By Dee Jay Gordon
As my faithful readers know by now, I have a lot of peeves. And one of them is that just when I think I've found a "pet" peeve - the most annoying thing I can think of - a new one comes along. This bugs me because I tend to be a faithful person by nature and this switching of peeves goes against the grain of my personality. I'm trying to narrow it down, though, so eventually I'll have a true "pet" peeve. I think it's important.
The peeve of the month so far (because the month's not over yet), is "instructions on the obvious". You know what I'm talking about...the little paragraph on the back of your shampoo bottle that says, "Directions: Wet hair, apply shampoo, lather, rinse, repeat as needed." Like there's some idiot in the Universe who is too stupid to know how to wash his hair, yet he'll be able to read and decipher the instructions!
Another good one is the warning on my deodorant label that says, "If rash develops, discontinue use." No kidding? On the off chance that I should get the crazy impulse to eat my hair gel, the manufacturers remind me, "For external use only." The people who make my white-out were thoughtful enough to suggest that I not swallow their product, either.

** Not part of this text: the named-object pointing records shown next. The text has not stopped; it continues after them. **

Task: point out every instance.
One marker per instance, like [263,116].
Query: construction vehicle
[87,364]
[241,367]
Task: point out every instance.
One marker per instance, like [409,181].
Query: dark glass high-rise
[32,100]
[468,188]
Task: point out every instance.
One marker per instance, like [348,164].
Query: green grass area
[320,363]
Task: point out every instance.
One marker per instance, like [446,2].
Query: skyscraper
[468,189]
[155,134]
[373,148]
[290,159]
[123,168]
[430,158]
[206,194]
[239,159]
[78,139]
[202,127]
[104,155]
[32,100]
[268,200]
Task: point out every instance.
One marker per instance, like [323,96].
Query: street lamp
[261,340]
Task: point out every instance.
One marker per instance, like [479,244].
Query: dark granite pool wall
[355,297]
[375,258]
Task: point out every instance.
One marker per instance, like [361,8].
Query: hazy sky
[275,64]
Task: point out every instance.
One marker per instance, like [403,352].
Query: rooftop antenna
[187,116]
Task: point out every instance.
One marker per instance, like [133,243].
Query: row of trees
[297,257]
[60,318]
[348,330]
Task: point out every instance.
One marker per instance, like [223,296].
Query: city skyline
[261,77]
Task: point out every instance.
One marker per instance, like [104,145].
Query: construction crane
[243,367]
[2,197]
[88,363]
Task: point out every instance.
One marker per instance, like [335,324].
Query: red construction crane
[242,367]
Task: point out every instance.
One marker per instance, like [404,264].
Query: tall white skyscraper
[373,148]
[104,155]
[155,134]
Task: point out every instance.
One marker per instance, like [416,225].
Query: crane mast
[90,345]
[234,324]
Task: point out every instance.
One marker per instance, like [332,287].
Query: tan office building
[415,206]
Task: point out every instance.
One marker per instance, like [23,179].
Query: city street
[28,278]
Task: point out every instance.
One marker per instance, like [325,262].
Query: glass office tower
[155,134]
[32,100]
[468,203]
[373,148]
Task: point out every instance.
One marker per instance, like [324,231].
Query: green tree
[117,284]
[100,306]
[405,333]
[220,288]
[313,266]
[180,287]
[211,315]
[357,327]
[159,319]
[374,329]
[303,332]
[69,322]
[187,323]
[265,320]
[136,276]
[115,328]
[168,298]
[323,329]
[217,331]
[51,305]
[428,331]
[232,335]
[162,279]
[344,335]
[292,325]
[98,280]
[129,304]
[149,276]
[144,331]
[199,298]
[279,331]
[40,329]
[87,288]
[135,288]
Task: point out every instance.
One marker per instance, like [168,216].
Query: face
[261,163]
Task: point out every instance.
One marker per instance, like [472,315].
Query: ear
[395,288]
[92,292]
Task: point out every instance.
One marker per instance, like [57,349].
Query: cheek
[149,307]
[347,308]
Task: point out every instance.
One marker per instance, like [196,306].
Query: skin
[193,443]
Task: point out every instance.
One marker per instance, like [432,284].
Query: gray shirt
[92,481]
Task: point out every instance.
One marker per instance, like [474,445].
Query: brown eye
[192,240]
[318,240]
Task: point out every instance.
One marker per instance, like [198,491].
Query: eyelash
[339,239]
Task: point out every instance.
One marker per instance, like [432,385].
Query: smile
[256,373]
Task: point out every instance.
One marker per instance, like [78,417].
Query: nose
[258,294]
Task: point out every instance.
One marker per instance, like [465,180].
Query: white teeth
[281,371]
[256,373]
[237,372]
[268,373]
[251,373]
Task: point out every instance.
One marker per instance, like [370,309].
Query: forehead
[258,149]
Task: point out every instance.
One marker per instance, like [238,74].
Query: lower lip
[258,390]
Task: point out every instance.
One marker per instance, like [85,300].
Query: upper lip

I'm certain that the reason these warnings are issued is to avoid a potential lawsuit. If you can sue McDonald's and win because you burn yourself on their coffee, I'm sure you can sue the folks at Prell because you didn't wash your hair correctly and it resulted in the "greasies", which caused you significant emotional trauma. Stupid people are litigious people. They don't realize that you shouldn't inhale gas fumes. It never occurs to them that it's not in their best interest to let their children play with lighters. They think it's normal to ingest 200 aspirins in a sitting. They must be constantly reminded not to drink Jack Daniels while pregnant.
Notice, though, that the really difficult products in life don't come with an instruction label? My son bawled from the day he was born until he was 9 months old. I was a 19-year-old knothead who didn't know one end of the baby from the other and, unfortunately, my mother was half the continent away from me. How nice it would have been to have had a little sticker on his behind that said, "1. Nurse for 10 minutes. 2. Whack three times on back. Child will burp loudly. 3. Whack twice more. Child will burp loudly again. 4. Place in crib, face down. Child will then ralph on sheets. 5. Change sheets. Child will begin to cry loudly. Repeat steps 1 through 5 until you are completely insane." I was convinced that either my baby was a demon spawn, sent by my mother as payback, or the "Baby Care" books were written by cruel pranksters. But, hey! I still managed to wash my hair all by myself!
And the funniest part is that these people who need instructions to keep them from doing the Beer Barrel Polka on a live electrical wire can have all the kids they want, and do with them whatever they please. Does the McDonaldland burn victim have kids at home? If so, how did they ever survive with a parent who doesn't realize that coffee is hot? Bathtime must have been particularly traumatic!
WARNING: The column may cause drowsiness. Do not read while operating a motor vehicle. And chew your food before you swallow it.